Researchers interested in the subject have been working to rank different decision-making rules based on their manipulability. HSE professor, mathematician Fuad Aleskerov, was one of the first to publish a paper on the topic in 1999, entitled Degree of Manipulability of Social Choice Procedures discussing the use of computer modelling in testing collective decision-making procedures for manipulation. "There are no perfect rules and procedures. Manipulability is present in any procedure, according to a mathematical theorem. However, mathematical computation and modelling can indicate which rules are better than others," Professor Aleskerov explains.

In their paper Manipulability of Majority Relation-based Collective Decision Rules, HSE researchers Aleskerov and Karabekyan consider 10 majority relation-based procedures and demonstrate that two of them -- Uncovered set II and Fishburn's rule -- are less manipulable than the others.

Fishburn's rule proposed by Peter C. Fishburn allows avoiding cycles, i.e. voting situations where the winner cannot be determined by a majority vote, because for any option, a better alternative has been chosen: A>B>C>A. This is how the rule works. First, pairwise comparisons of all options are performed to establish the majority preference. For example, with three options, all three pairs, A and B, A and C, and B and C, are voted on to determine which alternative is preferred by a majority in each case. Then upper contours of preferred alternatives are constructed: for example, if a majority of voters prefer A to C and B to C, then A and B are placed in the upper contour relevant to C. Then a dominance relation is constructed based on the contour nesting principle: the fewer alternatives in the upper contour, the better. Undominated options are then finally chosen.

The Uncovered set II rule is similar to Fishburn's rule, but stricter in respect of dominance: in addition to upper contour nesting, it also requires dominance by the majority relation.

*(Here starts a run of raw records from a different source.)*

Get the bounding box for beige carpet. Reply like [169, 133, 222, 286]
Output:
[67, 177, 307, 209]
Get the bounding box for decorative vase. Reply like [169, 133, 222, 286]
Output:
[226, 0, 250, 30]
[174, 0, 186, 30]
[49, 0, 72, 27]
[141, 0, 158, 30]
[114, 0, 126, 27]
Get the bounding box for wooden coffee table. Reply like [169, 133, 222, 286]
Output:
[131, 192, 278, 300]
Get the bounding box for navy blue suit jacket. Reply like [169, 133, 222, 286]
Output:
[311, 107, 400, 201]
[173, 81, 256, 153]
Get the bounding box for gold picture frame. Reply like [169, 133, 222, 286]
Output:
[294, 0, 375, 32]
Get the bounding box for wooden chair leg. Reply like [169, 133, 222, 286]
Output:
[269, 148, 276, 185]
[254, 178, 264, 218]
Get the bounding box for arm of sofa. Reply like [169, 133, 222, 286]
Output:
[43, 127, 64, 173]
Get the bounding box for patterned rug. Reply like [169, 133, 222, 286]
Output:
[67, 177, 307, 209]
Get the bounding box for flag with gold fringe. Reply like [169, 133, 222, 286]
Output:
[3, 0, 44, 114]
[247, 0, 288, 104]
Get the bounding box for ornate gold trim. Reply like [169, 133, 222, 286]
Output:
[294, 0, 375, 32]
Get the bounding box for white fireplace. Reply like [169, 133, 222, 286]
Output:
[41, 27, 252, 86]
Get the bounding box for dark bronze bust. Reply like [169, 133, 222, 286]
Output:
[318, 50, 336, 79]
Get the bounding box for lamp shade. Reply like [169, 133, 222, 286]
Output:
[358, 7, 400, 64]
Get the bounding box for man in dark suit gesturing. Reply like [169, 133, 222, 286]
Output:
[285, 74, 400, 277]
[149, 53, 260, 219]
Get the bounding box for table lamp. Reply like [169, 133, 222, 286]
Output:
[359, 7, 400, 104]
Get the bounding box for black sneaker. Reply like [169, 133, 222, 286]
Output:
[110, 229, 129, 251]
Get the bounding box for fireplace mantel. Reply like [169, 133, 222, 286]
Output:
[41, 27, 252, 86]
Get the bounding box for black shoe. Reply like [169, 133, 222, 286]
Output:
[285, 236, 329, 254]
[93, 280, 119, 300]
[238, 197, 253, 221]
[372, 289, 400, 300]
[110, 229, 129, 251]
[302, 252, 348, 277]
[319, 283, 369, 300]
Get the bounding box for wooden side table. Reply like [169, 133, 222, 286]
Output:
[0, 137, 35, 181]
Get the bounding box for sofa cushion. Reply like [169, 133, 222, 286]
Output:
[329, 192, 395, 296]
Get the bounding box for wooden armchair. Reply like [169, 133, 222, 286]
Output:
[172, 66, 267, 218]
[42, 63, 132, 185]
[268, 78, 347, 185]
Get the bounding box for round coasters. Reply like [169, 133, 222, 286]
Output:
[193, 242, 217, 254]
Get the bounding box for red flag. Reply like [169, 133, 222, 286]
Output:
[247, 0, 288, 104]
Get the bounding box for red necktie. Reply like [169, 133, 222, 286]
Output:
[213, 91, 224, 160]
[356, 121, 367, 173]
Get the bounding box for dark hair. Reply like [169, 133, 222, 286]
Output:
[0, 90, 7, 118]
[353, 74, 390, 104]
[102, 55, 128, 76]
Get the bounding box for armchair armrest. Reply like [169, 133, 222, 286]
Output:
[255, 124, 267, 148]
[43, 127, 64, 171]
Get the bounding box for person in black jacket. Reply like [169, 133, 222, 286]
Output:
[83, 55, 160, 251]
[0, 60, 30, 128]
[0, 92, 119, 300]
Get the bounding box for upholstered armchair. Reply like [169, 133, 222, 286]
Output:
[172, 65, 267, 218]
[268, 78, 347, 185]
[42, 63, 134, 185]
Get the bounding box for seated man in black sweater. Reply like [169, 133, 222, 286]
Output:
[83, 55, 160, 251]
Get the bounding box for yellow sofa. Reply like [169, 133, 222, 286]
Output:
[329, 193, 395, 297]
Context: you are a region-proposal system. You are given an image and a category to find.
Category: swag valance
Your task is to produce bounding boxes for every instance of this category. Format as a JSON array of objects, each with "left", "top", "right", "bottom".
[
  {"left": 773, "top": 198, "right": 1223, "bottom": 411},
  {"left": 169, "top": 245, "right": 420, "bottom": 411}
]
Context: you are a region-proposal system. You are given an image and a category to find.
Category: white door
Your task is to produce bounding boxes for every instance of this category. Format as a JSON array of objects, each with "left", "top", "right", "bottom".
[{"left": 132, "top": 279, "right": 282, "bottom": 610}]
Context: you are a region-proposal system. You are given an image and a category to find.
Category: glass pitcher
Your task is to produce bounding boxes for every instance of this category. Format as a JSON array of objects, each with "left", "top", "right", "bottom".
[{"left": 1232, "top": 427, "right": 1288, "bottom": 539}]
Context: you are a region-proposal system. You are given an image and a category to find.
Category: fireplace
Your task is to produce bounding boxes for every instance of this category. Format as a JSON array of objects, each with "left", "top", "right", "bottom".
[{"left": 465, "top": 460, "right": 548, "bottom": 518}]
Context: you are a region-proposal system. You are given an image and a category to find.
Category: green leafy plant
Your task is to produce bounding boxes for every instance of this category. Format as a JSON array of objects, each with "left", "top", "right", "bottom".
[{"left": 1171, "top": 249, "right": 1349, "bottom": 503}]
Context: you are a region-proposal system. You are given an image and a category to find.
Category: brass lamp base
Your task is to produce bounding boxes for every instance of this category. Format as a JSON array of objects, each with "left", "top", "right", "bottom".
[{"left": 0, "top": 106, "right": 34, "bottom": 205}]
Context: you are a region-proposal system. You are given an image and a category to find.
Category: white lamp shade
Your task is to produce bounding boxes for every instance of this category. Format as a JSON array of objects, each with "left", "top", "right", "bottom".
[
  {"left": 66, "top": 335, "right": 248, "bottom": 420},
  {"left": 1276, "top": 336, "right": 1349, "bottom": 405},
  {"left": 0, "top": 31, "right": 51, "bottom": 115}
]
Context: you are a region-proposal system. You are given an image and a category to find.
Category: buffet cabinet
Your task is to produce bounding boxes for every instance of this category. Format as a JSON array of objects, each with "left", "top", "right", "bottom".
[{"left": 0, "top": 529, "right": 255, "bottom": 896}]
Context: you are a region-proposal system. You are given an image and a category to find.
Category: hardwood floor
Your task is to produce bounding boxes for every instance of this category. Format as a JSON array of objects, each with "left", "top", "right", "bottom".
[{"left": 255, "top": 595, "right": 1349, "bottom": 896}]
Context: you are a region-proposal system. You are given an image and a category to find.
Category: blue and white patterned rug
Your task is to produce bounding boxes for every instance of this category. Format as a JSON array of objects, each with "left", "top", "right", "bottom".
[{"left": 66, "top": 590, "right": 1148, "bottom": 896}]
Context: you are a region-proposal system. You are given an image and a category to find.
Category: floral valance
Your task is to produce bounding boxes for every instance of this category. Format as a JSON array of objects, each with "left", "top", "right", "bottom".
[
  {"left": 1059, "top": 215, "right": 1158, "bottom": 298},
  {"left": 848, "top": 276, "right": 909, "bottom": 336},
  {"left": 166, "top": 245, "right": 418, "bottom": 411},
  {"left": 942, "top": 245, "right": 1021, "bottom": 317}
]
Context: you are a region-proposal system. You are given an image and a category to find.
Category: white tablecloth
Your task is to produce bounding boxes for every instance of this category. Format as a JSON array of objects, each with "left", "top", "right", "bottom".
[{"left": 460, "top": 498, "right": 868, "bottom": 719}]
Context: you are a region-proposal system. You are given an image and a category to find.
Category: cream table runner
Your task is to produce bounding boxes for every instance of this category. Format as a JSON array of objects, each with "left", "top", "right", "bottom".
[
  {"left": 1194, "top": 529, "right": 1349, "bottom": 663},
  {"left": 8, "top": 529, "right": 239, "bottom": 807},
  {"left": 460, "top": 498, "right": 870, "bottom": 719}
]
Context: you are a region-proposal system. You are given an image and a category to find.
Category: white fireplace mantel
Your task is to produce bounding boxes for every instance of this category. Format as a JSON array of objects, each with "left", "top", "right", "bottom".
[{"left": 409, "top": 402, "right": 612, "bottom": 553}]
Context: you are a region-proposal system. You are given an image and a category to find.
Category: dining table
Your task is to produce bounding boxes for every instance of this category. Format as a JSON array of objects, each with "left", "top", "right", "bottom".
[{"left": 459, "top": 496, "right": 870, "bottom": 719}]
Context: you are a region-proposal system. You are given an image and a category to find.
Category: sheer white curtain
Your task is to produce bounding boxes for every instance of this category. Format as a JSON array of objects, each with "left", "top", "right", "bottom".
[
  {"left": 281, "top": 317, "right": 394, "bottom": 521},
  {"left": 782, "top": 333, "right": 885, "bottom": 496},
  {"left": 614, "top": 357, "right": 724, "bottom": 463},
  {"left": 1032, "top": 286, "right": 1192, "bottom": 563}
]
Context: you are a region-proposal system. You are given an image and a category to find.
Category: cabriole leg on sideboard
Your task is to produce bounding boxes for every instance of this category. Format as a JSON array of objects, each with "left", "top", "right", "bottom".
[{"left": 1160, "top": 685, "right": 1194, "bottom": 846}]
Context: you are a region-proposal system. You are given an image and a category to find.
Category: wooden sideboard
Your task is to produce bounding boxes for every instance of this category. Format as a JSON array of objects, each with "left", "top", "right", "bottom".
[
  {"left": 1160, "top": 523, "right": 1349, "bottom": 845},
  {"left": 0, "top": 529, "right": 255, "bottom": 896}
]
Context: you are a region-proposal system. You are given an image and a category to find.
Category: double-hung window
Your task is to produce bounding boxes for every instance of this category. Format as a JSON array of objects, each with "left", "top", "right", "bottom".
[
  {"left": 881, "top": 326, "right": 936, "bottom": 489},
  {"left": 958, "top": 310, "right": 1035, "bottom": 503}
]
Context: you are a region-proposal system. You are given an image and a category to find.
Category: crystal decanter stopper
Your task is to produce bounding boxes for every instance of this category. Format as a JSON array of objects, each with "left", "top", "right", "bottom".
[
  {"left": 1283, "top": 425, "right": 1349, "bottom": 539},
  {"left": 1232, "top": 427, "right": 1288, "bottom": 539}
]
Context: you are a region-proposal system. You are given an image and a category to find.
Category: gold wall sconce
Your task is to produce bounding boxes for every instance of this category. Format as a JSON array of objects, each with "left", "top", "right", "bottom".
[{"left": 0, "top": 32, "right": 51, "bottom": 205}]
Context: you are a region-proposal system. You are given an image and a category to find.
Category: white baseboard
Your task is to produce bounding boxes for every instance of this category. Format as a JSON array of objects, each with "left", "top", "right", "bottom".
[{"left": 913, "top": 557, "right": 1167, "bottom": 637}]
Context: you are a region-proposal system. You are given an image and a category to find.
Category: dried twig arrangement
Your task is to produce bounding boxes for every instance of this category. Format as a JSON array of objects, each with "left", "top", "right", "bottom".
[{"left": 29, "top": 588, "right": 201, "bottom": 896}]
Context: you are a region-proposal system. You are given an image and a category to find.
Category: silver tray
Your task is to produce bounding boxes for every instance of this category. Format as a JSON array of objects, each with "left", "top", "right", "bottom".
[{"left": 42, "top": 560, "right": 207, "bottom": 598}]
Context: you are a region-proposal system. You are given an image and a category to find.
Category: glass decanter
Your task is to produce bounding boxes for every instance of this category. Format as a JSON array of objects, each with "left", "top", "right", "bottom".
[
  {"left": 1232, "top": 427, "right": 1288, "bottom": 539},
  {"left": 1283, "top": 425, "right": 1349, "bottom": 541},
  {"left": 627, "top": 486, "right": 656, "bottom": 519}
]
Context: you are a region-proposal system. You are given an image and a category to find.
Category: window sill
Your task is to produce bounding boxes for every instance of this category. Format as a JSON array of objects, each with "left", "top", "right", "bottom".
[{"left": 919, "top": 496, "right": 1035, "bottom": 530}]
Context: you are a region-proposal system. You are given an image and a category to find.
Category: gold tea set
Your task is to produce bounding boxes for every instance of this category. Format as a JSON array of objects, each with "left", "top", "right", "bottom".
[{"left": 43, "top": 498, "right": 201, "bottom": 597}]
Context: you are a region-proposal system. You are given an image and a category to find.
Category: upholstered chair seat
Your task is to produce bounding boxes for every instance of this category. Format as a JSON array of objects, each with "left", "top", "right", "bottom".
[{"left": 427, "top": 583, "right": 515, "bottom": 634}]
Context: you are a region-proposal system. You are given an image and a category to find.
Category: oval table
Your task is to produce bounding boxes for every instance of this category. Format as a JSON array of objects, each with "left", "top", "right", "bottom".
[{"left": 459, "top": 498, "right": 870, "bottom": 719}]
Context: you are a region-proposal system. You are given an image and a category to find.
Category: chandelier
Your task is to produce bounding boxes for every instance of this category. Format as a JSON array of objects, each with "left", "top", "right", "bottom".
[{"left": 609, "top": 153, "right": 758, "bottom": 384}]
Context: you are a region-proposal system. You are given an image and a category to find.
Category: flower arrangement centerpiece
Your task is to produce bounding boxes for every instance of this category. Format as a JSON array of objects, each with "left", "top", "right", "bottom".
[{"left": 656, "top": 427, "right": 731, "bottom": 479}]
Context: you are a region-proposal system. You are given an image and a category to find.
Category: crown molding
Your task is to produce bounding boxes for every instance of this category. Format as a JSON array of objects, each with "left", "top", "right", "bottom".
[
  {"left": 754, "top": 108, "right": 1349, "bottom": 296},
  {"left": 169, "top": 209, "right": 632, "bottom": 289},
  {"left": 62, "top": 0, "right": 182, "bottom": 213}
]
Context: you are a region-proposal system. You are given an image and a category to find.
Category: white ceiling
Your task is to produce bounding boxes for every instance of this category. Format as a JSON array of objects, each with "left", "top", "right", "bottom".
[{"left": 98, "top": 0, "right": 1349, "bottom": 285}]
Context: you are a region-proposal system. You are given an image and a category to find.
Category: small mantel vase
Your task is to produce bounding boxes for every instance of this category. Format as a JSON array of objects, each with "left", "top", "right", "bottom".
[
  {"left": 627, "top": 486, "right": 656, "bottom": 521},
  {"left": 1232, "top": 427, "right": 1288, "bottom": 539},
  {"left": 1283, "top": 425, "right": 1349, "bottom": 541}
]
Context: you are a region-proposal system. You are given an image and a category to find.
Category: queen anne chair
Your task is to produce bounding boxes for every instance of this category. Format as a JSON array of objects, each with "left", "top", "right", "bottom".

According to the researchers, by knowing which rules are the least manipulable, these can be recommended when decisions are made by small groups of voters, such as committees, boards of directors and others. "Due to their complexity, such rules are unlikely to be used in mass elections, but who knows -- the study's findings may become highly relevant in the foreseeable future, in particular, as part of computerised decision support systems," said Aleskerov.